Sunday, December 5, 2010

MHIO Announces Plans

The Missouri Health Information Organization (MHIO) a new public-private partnership is slated to receive $13.8 million in federal funds over the next four years to support and develop a statewide HIE. The state HIO plans to implement technical services in 2011 and make services available to providers throughout the state.

Missouri is going to develop an HIE with qualified organizations to provide the core infrastructure and services to providers. These organizations may be a variety of organizations or networks that have relationships with or provide services to providers and may be but are not limited to provider networks, regional HIOs, rural health centers, laboratories, pharmacies, private, non-provider networks, the Medicaid network (Mo HealthNet) or Missouri State Employee Health Plans.

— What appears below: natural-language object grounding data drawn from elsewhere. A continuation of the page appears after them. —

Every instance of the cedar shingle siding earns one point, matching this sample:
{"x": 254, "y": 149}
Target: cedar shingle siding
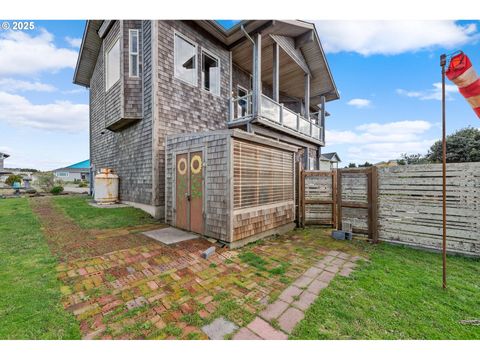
{"x": 143, "y": 111}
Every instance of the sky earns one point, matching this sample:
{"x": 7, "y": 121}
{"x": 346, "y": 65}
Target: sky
{"x": 387, "y": 73}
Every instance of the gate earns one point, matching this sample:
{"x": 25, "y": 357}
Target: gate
{"x": 318, "y": 200}
{"x": 337, "y": 197}
{"x": 357, "y": 200}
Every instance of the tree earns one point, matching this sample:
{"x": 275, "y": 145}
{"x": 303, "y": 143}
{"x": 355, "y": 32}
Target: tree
{"x": 462, "y": 146}
{"x": 13, "y": 179}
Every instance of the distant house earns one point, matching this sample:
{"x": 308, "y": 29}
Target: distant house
{"x": 329, "y": 161}
{"x": 388, "y": 163}
{"x": 78, "y": 171}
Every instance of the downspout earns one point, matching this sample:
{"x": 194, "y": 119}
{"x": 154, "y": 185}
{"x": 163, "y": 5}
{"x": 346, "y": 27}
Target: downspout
{"x": 247, "y": 35}
{"x": 249, "y": 125}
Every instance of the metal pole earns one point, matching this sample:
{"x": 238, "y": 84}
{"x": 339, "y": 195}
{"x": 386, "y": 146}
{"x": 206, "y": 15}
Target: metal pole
{"x": 443, "y": 62}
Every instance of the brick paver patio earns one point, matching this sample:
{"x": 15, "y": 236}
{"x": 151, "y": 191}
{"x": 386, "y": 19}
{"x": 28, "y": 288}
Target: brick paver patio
{"x": 279, "y": 318}
{"x": 142, "y": 289}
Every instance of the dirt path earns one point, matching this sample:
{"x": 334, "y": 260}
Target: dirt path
{"x": 68, "y": 241}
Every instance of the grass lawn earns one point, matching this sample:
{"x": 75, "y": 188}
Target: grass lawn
{"x": 398, "y": 295}
{"x": 89, "y": 217}
{"x": 30, "y": 305}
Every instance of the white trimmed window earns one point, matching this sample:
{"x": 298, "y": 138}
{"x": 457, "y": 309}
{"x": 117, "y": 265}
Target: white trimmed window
{"x": 185, "y": 59}
{"x": 210, "y": 73}
{"x": 112, "y": 64}
{"x": 133, "y": 52}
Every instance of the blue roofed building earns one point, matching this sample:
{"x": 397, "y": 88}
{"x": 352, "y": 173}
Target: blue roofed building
{"x": 75, "y": 172}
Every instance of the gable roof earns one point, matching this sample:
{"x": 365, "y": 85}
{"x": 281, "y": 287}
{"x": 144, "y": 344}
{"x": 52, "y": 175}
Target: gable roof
{"x": 304, "y": 34}
{"x": 332, "y": 157}
{"x": 82, "y": 165}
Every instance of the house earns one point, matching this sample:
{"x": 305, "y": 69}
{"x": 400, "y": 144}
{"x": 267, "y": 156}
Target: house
{"x": 75, "y": 172}
{"x": 152, "y": 82}
{"x": 329, "y": 161}
{"x": 3, "y": 156}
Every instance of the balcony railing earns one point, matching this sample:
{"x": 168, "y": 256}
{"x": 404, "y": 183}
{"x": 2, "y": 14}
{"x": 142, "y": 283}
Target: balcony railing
{"x": 241, "y": 107}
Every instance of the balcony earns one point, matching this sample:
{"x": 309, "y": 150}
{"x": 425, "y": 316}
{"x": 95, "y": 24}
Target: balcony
{"x": 275, "y": 115}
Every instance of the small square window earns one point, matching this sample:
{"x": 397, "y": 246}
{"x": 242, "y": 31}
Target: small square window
{"x": 210, "y": 73}
{"x": 133, "y": 53}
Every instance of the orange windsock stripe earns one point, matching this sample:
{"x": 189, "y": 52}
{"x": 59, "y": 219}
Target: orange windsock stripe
{"x": 462, "y": 74}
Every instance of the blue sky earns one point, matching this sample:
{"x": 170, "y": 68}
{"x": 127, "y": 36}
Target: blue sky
{"x": 387, "y": 74}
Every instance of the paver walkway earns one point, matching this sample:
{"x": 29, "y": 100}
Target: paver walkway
{"x": 122, "y": 285}
{"x": 278, "y": 319}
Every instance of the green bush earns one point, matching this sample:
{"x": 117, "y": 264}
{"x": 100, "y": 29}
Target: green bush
{"x": 56, "y": 190}
{"x": 46, "y": 181}
{"x": 12, "y": 179}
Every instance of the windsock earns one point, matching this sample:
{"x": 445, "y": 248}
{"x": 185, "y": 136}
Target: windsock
{"x": 461, "y": 72}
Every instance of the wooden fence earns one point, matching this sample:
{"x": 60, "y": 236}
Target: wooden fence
{"x": 357, "y": 200}
{"x": 410, "y": 206}
{"x": 401, "y": 204}
{"x": 318, "y": 203}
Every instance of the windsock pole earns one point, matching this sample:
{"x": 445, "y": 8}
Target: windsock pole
{"x": 443, "y": 62}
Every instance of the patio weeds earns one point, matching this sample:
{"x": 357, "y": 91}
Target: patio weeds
{"x": 278, "y": 319}
{"x": 131, "y": 287}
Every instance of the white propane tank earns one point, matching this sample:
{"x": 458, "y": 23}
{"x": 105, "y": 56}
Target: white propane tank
{"x": 106, "y": 187}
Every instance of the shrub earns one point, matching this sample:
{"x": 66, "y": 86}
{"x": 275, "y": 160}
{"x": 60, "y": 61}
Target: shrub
{"x": 46, "y": 181}
{"x": 12, "y": 179}
{"x": 56, "y": 190}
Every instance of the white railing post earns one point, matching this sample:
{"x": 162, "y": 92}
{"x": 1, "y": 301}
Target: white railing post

To implement the HIE, a phased rollout approach will be used:
• Phase 1 is designed to meet ONC requirements and implement technologies needed to support sustainable HIE across the state by June 2011
• Phase 2 is to leverage the technologies and expand them to meet key use cases to support anticipated meaningful use requirements by October 2012
• Phase 3 will use future technologies to support use cases to promote sustainability and meet market demands by 2012 and provide for future demands

An RFP for technical services was released on November 12th for vendors to partner with the MHIO to design, implement, and operate the statewide HIE platform. The MHIO is going to select the vendor to help provide the HIE throughout the state and NHIN.

Issuing the RFP is the first step to selecting the technical services partner. The process for the vendors includes submitting written proposals, providing customer references and site visits, demonstrating products and services, and attending technical services partner workshops.

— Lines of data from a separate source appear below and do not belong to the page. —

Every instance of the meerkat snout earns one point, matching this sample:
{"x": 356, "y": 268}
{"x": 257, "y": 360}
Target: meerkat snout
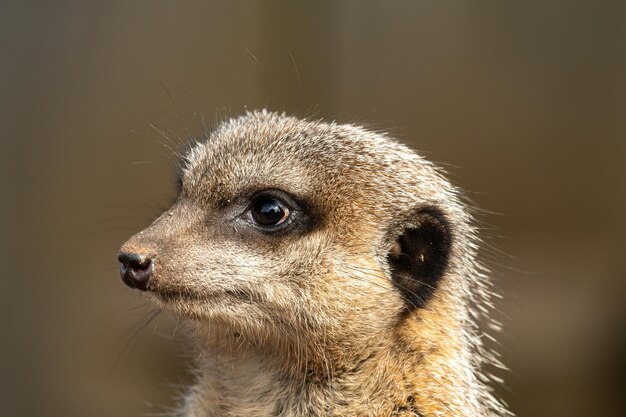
{"x": 136, "y": 269}
{"x": 327, "y": 270}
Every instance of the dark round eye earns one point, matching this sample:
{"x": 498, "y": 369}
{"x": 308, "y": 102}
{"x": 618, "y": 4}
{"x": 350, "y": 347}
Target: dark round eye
{"x": 269, "y": 211}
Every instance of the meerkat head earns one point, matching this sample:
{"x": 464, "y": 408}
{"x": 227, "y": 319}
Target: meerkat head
{"x": 304, "y": 234}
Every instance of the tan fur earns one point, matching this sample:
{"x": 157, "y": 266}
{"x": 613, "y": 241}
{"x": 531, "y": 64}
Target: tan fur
{"x": 320, "y": 328}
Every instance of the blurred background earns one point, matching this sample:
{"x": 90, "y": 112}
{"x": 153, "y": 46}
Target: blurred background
{"x": 524, "y": 103}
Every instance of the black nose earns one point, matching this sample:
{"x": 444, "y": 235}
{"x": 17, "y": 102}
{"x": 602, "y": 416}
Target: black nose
{"x": 136, "y": 269}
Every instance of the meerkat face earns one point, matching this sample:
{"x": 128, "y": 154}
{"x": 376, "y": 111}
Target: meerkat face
{"x": 285, "y": 226}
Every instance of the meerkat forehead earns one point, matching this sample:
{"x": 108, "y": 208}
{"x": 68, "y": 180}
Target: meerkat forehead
{"x": 312, "y": 160}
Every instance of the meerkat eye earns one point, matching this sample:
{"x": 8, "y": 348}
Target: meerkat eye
{"x": 268, "y": 211}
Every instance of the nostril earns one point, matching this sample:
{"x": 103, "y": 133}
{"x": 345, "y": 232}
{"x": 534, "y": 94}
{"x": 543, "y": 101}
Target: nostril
{"x": 136, "y": 269}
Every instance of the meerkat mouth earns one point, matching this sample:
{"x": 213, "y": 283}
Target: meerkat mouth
{"x": 176, "y": 295}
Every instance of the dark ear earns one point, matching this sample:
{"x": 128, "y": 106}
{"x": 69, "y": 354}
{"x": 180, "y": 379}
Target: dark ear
{"x": 419, "y": 256}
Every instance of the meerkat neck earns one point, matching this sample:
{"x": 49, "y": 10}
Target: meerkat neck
{"x": 236, "y": 378}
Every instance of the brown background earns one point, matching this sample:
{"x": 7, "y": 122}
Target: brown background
{"x": 524, "y": 101}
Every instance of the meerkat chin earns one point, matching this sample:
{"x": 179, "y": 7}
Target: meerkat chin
{"x": 327, "y": 270}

The MHIO timeline includes operating in phases:

• Phase 1—MHIO would launch technical services for securely routing patient care summaries and lab results
• Phase 2—MHIO will provide additional services such as sending patient care summaries to physician’s EHRs, incorporate lab results into the EHR, provide lab ordering, be able to query patient history, retrieve medication history, provide a PHR, and send info for quality reporting, to disease registries and for public health reporting

The technical services partners answering the RFP’s scope of work must address the needs in Phase 1 and Phase 2 in their response. However, since vendors will be entering into an ongoing collaborative relationship with the state, they need to be able to identify and be aware of future services as needed.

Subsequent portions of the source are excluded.